2. "Following your heart" is the philosophy of the age; brain use

3. Wisdom, reason, and sensibility are considered boring, stifling, and joyless.

4. How much we value wisdom probably indicates how wise we are

B. We follow the HERD and trends

1. From designer jeans to beanie babies, we do not trust our own taste or opinions, so we let others set the course and we join in

2. In truth, we are afraid to be ourselves

3. We are also hesitant to go at things alone, even if God demands it

4. Like the demon-possessed swine rushing off the edge of a cliff, many modern Christians simply join the herd…whatever the new fads are…

C. We are SWAYED through faulty thinking

1. Our forefathers in faith advocated taking this land from the Indians & then later the Mexicans

2. Many of them advocated slavery and racism

3. Why did so many Christians go along with these things? runaway spending, R-rated movies, refuse to say no to their children, and interests of life displace God from as first priority. Because crowd does it. Christian crowd?

Main Idea: If we want to interpret life and the decisions of life reasonably, we need to develop the Biblical virtue of wisdom, a wisdom that comes from adjusting to God's Word.

III. Notice How FAITH in God's Word Makes the Difference

How did Caleb and Joshua, the two faithful spies, think?

A. They knew what God said and what it MEANT

1. Matters were much more gray to the doubters…

2. Do you make God's certain truth uncertain? Do you refuse to draw conclusions and act on what the Word means? Are you hesitant?

B. They TRUSTED in God's character

1. Sometimes, it is hard to believe that God is good.

2. God calls us to trust Him even when we do not understand.

3. But God had established such a track record for this generation…

4. Are you missing the promised land – God's will for you – out of unbelief?

C. They chose obedient RISK over complacent fear

1. The more I learn about human nature, the more I see about how much fear affects us.

2. We can resist change because we are strapped by fear. Social fear. People gravitate to their "kind" because they are afraid of those who are different.

3. We will go through great effort to keep from losing; we are more enthused about not losing than we are winning….

4. Experiment: $20 bidding…..(book, Sway).
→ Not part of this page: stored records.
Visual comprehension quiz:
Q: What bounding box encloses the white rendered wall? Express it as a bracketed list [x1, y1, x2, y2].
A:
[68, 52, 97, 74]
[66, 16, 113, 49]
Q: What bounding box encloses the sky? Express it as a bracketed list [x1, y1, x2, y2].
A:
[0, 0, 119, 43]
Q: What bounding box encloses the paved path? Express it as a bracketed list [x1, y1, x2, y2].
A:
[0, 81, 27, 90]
If eggs go down, we do not usually buy more of them; if they go up, we do without. We are also hesitant to let things go (like life in Egypt), even if it is unsalvageable.

5. Too much commitment to the wrong things.
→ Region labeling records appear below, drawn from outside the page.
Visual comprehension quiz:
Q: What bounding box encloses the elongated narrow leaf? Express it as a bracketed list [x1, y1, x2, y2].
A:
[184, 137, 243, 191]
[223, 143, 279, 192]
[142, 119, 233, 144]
D. They marched to the beat of a DIFFERENT drummer

1. A traditional radio has a variable capacitor we know as a tuning dial. Its purpose is to help us tune into the right frequency and blot out competing stations.

2. Nothing distinguishes the solid disciple of Jesus Christ like his willingness to tune into and follow his Lord, blotting out competing masters. We can then march to his beat, not the beat of others.

3. Hearing that beat does not come by default, nor is it instinctive. It does not come through denial, procrastination, or going with the flow. It takes time in the Word, in church, in fellowship, and in prayer. We must tune and retune, because our tuning dial slips. Before we know it, we are on another station.

CONCLUSION

If we want to interpret life and the decisions of life reasonably, we need to develop the Biblical virtue of wisdom, a wisdom that comes from adjusting to God's Word.

1. So what kind of Christian are you – one who follows the trends and majorities – one who thinks the way the 10 spies did – or one who will stand in the minority, like Joshua and Caleb? To what radio station is your spiritual dial tuned?

2. A second question is this: which do I want to be like?